Read about in INISSS in:
Tasks promote learning because:
- they allow/value/promote playing with maths.
- working together (student/student and student/teacher) is valued.
- learning is in a concrete, tactile, 3D, manipulative context.
- access is offered to all students and the problem can be taken as far as is appropriate for each student.
- time is allowed to explore them.
- Working Mathematically provides a framework and reason for having both the skills and the conversational language of mathematics; increasingly students see the value of the precision of symbolic mathematical language.
- links are made to symbolic, pencil & paper maths through Toolbox Lessons.
- learning symbolic representation has concrete interpretation.
- kids talk in kid language to help each other interpret, understand and record.

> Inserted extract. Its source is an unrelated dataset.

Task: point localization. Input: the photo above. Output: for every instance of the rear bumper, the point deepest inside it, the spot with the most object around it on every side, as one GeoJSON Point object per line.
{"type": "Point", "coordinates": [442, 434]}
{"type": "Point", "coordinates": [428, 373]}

- they invoke curiosity/make you ask why; the What happens if... question is more natural in these situations.
- patience is rewarded and/or lack of success can be tolerated; we just try again another way.
- their open-ended nature is freeing; we are not necessarily working towards a particular answer or formula.
- they simultaneously develop literacy skills.
- there is potential for unintended discovery.
- they are seen as relevant in a way that a text is not.
- they offer interconnectedness across all maths curriculum areas, including processes.
- they can be revisited and pondered anew as if 'old friends'.
- the very act of a teacher using tasks changes the expected/ traditional /implied relationship between teacher and student.